According to http://net-snmp.sourceforge.net/docs/mibs/ucdavis.html#scalar_notcurrent
ssCpuIdle, etc are deprecated in favor of the raw variants (
The former values (which don't cover things like nice, wait, kernel, interrupt, etc) returned a percentage value:
The percentage of CPU time spent processing user-level code, calculated over the last minute.
This object has been deprecated in favour of '
ssCpuRawUser(50)', which can be used to calculate the same metric, but over any desired time period.
The raw values return the "raw" number of ticks the CPU spent:
The number of 'ticks' (typically 1/100s) spent processing user-level code.
On a multi-processor system, the '
ssCpuRaw*' counters are cumulative over all CPUs, so their sum will typically be N*100 (for N processors).
My question is: how do you turn the number of ticks into percentage?
That is, how do you know how many ticks per second (it's typically — which implies not always — 1/100s, which either means 1 every 100 seconds or that a tick represents 1/100th of a second).

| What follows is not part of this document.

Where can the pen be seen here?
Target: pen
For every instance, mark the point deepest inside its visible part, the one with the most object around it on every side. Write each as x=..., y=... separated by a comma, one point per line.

I imagine you also need to know how many CPUs there are or you need to fetch all the CPU values to add them all together. I can't seem to find a MIB that gives you an integer value for # of CPUs which makes the former route awkward. The latter route seems unreliable because some of the numbers overlap (sometimes). For example,
ssCpuRawWait has the following warning:
This object will not be implemented on hosts where the underlying operating system does not measure this particular CPU metric. This time may also be included within the '
Some help would be appreciated. Everywhere seems to just say that % is deprecated because it can be derived, but I haven't found anywhere that shows the official standard way to perform this derivation.
The second component is that these "ticks" seem to be cumulative instead of over some time period. How do I sample values over some time period?
The ultimate information I want is: % of user, system, idle, nice (and ideally steal, though there doesn't seem to be a standard MIB for this) "currently" (over the last 1-60s would probably be sufficient, with a preference for smaller time spans).